The nightmare that is the state unemployment insurance program has slipped from the front pages, so let’s check in to remind ourselves what’s going on there, and what happens next.
As you’ll recall, last month we learned that the federal government had identified an estimated $161 million in improper unemployment payments issued by Arkansas government from 2008-2011.
The state Dept. of Workforce Services, which administers the unemployment program, has argued that it wasn’t that high—they claim to have found “actual, verified overpayments of $23.8 million“ for the three year period in question. I suspect the DWS estimate is laughably low, given the gulf between the two totals, and I suspect a more thorough review will reveal some number in the middle.
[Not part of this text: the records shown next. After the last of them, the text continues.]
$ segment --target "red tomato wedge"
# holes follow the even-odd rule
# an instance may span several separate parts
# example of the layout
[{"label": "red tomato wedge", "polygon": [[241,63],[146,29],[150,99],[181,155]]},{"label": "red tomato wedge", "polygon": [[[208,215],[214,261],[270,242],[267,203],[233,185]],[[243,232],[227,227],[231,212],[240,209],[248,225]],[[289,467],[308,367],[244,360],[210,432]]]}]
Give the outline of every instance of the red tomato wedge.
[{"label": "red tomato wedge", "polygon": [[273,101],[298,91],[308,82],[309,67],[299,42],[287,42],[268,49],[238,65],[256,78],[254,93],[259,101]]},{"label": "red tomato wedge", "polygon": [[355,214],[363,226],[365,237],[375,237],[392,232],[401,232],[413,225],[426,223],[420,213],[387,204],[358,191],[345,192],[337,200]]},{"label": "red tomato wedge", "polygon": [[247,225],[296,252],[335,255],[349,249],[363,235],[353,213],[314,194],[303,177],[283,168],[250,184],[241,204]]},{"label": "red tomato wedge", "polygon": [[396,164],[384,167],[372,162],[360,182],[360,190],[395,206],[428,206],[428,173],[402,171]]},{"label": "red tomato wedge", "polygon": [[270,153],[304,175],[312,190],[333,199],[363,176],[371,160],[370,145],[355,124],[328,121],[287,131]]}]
Regardless, we’ll still be talking about tens of millions of dollars in poorly administered taxpayer funds.
It’s worth revisiting these developments for two reasons:
1) Because the bleeding continues! The state borrowed more than $360 million from the federal government to meet demand for unemployment benefits. Just last week, on September 26, DWS made an interest payment of more than $10.1 million to the feds on that debt. That $10.1 million vig followed a payment on the debt earlier in the month of $29.1 million. The balance owed currently stands at around $330.8 million, according to the DWS spokeslady.
2) Because we may soon get more clarity on just how large the improper payments were! Two state lawmakers, Sen. Jonathan Dismang and Rep. Davy Carter, requested that the Division of Legislative Audit review the administration of the unemployment insurance trust fund (PDF) to provide a clearer picture of how DWS is administering the funds. That request has been approved, I’m informed, and Legislative Audit is preparing to undertake the review in the coming weeks.
We’ll be keeping an eye on this to see how it shapes up. You should, too.